I did not doubt a moment that he would give his consent to such a modest request, and I saw in my mind’s eye the dramatic scene when I should make my first call on Major O’Connor in Tibetan dress, and have a little fun with him before I made myself known. But I may as well say at once that this long epistle to Lien Darin was never sent. My opponent’s tactics lured me to a contest in which he was checkmated in two moves. My merit was as little now as formerly; I was always a marionette, and the hands which held the strings hung over the paths where the clouds and stars move.

In the evening I had a visit from Pemba Tsering and Kamba Tsenam. The former was much more gentle and friendly than the year before; the latter was a great humorist, who did not seem at all annoyed that he had omitted to close the bag when he had us in it, and had let a valuable booty fall into the hands of another. They had heard of my adventurous voyages on Tso-mavang, and were astonished that I had escaped with my life.

341. Inner Court of Selipuk.
342. Dorche Tsuen and Ngavang on Horseback.

Two short days’ marches took us over the pass Kule-la and down to the valley where Semoku stands on the great high-road. Here stood some scattered tents, and the Governor and his colleagues had established themselves in the small stone house of the station. All the more important posts in Tibet are entrusted to two gentlemen: thus, for example, there are always two garpuns or viceroys in Gartok, a system adopted with the intention that one shall control the other or shall inform of the other if he is guilty of any roguery. In Saka-dzong, however, the one governor seemed to be of higher rank than the other; at any rate, he conducted all the negotiations as though he possessed greater authority.

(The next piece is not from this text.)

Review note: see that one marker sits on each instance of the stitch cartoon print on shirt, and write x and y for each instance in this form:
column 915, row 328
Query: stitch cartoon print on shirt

As soon as we were ready Rindor and two other men came into my tent and brought a message from the Governor that he awaited me in the station-house. I answered, that if he wanted anything of me he might come to my tent. It was not long before a party of men crossed the hundred yards between our dwellings. I went out to meet them, invited them to come in and sit down as far as the space allowed, took up my position on my bed, and had before me three gentlemen, namely, Dorche Tsuen, pun or Governor of Saka-dzong (Illust. 327), Ngavang, his colleague, and Oang Gye, his eighteen-year-old son (Illust. 331). A crowd of servants, nomads, and soldiers massed together at the tent door.

Pun Dorche Tsuen is an unusually tall Tibetan, forty-three years old, of sympathetic and refined appearance, dressed in a Chinese costume of silk, with a small silk cap on his head, a pigtail behind, and velvet boots. He is a man of wealth, owning large flocks in the province over which he rules and a stone house in Lhasa, his home, for he is an upa or domiciled inhabitant of the province U, the capital of which is Lhasa. There dwell three of his four sons, and one of them is a young lama. His wife has been dead some years.

Ngavang, his coadjutor, is a little, fat, kindly man in Tibetan costume, but with a Chinese cap and pigtail. Oang Gye wears his hair in Tibetan fashion, wears no head-covering, and, like his father, is exceedingly sympathetic and good-natured.

“I hope that you have had a successful journey and have not suffered much from cold,” said Dorche Tsuen.

“Oh, it was cold, and we have lost our caravan, our clothes are in rags, and our provisions are at an end, but, as you see, that is of no consequence to us.”